Our results and other trials [54] suggest that molecular criteria should be considered for patient selection in these trials. Luminal A tumors may respond to endocrine monotherapy; additional agents and chemotherapy can be spared [55]. Nonluminal HR+/Her2− tumors and especially basal-like have distinct molecular underpinnings and a response to endocrine therapy should not be expected [44]. In our study, the most meaningful reductions in proliferation and gene expression changes were seen in luminal B tumors.
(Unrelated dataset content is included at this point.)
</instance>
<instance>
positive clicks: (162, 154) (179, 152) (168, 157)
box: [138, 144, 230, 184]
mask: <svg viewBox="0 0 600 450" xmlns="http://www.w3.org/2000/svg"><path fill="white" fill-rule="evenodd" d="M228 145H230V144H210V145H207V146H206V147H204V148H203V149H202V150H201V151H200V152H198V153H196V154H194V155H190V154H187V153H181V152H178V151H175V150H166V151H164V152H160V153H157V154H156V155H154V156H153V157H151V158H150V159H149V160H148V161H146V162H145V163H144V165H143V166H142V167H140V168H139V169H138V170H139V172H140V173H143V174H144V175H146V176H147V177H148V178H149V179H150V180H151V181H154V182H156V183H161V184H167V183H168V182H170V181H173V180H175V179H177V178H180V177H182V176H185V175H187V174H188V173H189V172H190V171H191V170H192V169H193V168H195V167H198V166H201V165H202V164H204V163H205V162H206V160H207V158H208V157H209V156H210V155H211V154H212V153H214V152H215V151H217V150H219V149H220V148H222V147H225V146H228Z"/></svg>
Recognizing that the achievement of pCR is an endpoint that does not align with the nature of luminal breast cancer and conventional pathologic criteria do not capture the gene expression changes induced by preoperative endocrine therapy, other, mostly proliferation-based biomarkers have been used [44, 53, 56,57,58]. Reductions in Ki67 with preoperative endocrine therapy have been associated with excellent long-term outcomes sparing chemotherapy [44, 54]. However, how well reductions in Ki67 can prognosticate patients with higher genomic risk disease who receive preoperative combinatorial endocrine regimens remains an open question: postoperative treatment decisions were left to the physicians’ discretion, long-term outcomes have not been reported or captured, and Ki67 can rebound upon treatment discontinuation [53, 57]. Regarding MammaPrint, the appealing concept of molecular downstaging, i.e. conversion from luminal B to PAM50 low-risk-of relapse disease, has been introduced [39]. Its ability to predict relapse or identify patients who can safely forego adjuvant chemotherapy and, more so, whether it has the same value irrespective of the regimen that induced it, remain to be evaluated. Although the administration of postoperative chemotherapy at physicians’ discretion precludes a clean readout of the long-term impact of the investigational therapy, our results provide clues that patients who achieve molecular downstaging have low risk of early relapse and potentially can be spared chemotherapy.

In conclusion, letrozole, everolimus, and carotuximab ± goserelin were tolerated in combination at their single-agent doses. Escalating the number of targeted agents in combinatorial preoperative regimens, may enhance the toxicities due to unaccounted interactions while the respective increments in antitumor activity may remain elusive.